No recurso, a União demonstrou a divergência com a apresentação de resumos de decisões da 6ª e da 1ª Turma do STJ. Nas decisões tinham duas teses sobre a questão. A primeira apontava que as entidades sindicais poderiam representar afiliados em processos do interesse destes últimos, mas em regime de representação processual. A segunda concluía que os sindicatos poderiam representar suas bases em juízo na fase executiva desde que na condição de substitutos processuais.

A substituição processual ocorre quando uma pessoa pede, em nome próprio, direito de terceiro. Trata-se de uma legitimação extraordinária que dispensa a autorização do representado. Diferentemente, a representação processual impõe a existência de uma autorização expressa daquele que será representado no processo. Essa autorização é feita por procuração, documento que comprova o mandato.

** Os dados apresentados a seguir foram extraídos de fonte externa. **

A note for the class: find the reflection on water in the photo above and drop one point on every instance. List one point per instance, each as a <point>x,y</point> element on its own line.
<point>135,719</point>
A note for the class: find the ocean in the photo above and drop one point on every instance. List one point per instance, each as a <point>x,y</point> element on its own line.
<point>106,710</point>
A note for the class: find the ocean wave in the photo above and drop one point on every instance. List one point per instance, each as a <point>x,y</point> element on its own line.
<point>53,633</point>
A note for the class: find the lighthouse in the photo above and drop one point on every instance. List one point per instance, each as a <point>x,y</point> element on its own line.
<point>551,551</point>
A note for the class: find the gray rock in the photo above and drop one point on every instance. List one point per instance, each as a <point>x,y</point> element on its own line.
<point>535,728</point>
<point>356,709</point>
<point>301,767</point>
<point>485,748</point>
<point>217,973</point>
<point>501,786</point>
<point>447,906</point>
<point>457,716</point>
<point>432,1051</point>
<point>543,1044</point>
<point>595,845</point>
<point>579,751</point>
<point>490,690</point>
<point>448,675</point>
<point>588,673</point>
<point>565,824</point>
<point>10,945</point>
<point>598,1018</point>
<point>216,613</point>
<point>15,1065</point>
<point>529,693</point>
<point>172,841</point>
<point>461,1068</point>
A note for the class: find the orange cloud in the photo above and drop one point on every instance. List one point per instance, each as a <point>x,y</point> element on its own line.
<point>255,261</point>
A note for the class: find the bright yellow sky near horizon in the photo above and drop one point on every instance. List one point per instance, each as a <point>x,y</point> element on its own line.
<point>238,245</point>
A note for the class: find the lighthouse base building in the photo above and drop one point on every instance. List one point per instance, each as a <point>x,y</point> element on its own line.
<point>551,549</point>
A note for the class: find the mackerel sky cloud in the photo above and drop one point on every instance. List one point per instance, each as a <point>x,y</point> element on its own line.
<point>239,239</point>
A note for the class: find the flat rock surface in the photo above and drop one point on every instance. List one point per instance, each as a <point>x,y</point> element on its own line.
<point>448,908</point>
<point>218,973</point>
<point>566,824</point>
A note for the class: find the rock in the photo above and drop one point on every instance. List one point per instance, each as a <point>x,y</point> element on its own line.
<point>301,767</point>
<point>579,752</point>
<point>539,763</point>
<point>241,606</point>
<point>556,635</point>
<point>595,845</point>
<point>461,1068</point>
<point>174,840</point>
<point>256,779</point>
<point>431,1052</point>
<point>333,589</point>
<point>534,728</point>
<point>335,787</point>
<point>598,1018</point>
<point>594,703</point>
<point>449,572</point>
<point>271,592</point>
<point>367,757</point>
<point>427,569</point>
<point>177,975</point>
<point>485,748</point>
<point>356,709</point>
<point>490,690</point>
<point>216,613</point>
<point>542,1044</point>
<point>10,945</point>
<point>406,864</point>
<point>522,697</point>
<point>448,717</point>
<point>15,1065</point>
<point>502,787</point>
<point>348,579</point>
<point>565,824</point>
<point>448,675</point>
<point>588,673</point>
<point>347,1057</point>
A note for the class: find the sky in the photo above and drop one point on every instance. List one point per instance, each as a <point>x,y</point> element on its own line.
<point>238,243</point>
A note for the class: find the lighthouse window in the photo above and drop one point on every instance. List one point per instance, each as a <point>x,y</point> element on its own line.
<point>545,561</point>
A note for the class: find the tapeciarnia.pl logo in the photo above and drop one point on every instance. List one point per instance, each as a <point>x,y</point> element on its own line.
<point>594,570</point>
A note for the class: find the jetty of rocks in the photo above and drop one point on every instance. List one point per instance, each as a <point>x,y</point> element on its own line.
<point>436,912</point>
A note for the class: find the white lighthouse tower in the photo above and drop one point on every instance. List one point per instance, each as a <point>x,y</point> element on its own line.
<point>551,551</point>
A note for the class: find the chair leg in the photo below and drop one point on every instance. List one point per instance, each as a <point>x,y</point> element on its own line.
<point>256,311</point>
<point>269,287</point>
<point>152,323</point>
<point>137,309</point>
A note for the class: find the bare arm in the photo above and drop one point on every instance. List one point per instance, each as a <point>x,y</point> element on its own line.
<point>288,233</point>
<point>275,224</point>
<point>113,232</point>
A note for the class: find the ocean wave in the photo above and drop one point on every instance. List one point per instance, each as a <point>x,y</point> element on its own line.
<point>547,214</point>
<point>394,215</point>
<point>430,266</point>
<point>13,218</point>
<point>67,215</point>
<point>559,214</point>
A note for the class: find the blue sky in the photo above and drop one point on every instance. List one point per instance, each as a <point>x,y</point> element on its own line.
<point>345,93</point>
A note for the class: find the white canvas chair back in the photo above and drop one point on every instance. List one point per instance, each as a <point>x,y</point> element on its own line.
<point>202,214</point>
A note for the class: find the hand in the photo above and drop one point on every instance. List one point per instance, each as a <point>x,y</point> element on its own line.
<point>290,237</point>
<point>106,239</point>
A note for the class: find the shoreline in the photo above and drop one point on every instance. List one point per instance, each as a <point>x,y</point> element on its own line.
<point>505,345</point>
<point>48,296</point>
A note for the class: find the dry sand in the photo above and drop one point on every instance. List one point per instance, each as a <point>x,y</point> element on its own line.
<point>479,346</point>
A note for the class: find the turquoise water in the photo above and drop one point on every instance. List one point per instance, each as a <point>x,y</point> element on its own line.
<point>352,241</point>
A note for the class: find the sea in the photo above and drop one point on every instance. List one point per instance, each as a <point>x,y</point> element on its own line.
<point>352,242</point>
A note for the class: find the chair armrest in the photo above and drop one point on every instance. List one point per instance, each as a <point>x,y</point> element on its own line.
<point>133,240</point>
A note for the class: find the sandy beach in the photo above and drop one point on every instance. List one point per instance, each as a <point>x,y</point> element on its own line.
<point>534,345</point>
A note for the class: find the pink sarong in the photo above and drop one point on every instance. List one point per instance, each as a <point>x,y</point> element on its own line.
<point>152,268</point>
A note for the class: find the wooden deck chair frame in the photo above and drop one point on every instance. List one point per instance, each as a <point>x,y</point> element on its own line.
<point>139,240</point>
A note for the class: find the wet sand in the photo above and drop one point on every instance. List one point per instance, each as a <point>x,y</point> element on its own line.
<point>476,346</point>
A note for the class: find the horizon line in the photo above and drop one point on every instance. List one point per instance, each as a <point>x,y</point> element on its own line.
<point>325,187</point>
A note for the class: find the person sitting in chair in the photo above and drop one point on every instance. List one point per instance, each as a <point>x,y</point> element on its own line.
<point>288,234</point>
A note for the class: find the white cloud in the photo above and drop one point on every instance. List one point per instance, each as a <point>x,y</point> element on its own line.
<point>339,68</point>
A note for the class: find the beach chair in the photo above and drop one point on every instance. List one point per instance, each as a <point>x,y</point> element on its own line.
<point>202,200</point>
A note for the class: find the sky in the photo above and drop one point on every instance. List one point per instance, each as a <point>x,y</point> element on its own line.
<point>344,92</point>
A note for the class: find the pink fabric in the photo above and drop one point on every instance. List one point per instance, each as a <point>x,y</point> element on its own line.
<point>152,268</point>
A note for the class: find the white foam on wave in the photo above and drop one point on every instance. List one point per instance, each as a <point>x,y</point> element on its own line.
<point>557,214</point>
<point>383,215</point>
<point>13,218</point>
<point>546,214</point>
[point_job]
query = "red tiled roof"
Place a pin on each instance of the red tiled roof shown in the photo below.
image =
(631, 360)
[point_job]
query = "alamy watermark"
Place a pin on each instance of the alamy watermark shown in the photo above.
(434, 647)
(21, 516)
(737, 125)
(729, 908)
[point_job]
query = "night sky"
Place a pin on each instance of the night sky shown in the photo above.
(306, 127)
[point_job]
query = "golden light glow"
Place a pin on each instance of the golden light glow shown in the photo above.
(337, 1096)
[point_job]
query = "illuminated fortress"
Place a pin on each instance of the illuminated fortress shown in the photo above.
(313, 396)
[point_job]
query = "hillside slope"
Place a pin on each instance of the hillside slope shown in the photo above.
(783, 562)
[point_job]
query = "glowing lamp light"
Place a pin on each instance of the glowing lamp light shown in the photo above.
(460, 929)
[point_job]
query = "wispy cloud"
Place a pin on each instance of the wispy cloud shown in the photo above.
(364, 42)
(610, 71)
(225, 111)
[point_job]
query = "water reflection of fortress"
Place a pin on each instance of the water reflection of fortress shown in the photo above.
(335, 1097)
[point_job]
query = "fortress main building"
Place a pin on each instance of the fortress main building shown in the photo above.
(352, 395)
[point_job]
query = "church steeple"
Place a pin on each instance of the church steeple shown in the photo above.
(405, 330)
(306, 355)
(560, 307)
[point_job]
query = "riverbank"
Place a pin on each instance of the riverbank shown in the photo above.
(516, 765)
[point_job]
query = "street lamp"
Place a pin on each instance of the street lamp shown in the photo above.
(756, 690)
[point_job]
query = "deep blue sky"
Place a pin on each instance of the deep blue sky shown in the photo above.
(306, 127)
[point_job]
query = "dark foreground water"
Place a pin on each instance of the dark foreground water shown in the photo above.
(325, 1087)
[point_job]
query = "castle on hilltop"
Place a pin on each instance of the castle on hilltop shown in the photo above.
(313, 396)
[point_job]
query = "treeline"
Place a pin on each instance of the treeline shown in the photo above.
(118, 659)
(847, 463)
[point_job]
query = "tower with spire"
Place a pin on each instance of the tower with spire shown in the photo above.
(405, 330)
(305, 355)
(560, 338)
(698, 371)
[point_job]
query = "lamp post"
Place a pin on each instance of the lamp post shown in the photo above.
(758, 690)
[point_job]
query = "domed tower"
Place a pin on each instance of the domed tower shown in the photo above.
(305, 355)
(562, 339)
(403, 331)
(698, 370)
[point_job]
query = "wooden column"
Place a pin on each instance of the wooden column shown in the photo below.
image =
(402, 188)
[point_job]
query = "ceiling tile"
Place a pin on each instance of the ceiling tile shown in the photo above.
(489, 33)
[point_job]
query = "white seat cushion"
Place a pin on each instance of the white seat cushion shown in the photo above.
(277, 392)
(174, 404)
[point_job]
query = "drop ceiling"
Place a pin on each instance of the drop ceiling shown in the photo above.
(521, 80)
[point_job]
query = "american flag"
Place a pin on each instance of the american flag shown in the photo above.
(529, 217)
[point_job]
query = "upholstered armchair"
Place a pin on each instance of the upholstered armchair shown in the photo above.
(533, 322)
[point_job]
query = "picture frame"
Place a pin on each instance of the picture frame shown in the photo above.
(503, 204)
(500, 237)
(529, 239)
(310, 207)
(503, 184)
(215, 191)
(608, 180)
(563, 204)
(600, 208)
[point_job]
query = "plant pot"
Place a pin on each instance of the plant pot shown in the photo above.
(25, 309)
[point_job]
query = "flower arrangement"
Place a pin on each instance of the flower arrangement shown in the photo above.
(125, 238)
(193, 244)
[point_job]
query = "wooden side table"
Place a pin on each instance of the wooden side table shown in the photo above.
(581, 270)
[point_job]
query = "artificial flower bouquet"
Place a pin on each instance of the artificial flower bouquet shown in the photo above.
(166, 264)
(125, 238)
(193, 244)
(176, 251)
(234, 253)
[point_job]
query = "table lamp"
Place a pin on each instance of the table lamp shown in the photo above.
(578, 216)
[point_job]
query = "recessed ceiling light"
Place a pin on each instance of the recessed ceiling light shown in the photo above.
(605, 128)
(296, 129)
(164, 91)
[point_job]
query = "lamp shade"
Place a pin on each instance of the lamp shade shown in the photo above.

Com base em precedente recente do Supremo Tribunal Federal (RE 193.503) e jurisprudência do próprio STJ o relator do recurso, ministro Fernando Gonçalves, votou favoravelmente à possibilidade de substituição processual na execução. “[...] mesmo na fase de liquidação e execução de sentença, o sindicato atua na qualidade de substituto processual e não de representante, sendo desnecessária a autorização dos substituídos”, resumiu o ministro no voto apresentado no julgamento.

Com esse entendimento, a Corte Especial acolheu, por unanimidade, o recurso (Embargos de Divergência) ajuizado pela União. Manteve, portanto, a decisão da 6ª Turma que já havia reconhecido a legitimidade do Sindicato dos Servidores Federais do Rio Grande do Sul (Sindserf/RS) para atuar como substituto processual de seus afiliados na fase executiva do processo. Com informações da Assessoria de Imprensa do Superior Tribunal de Justiça.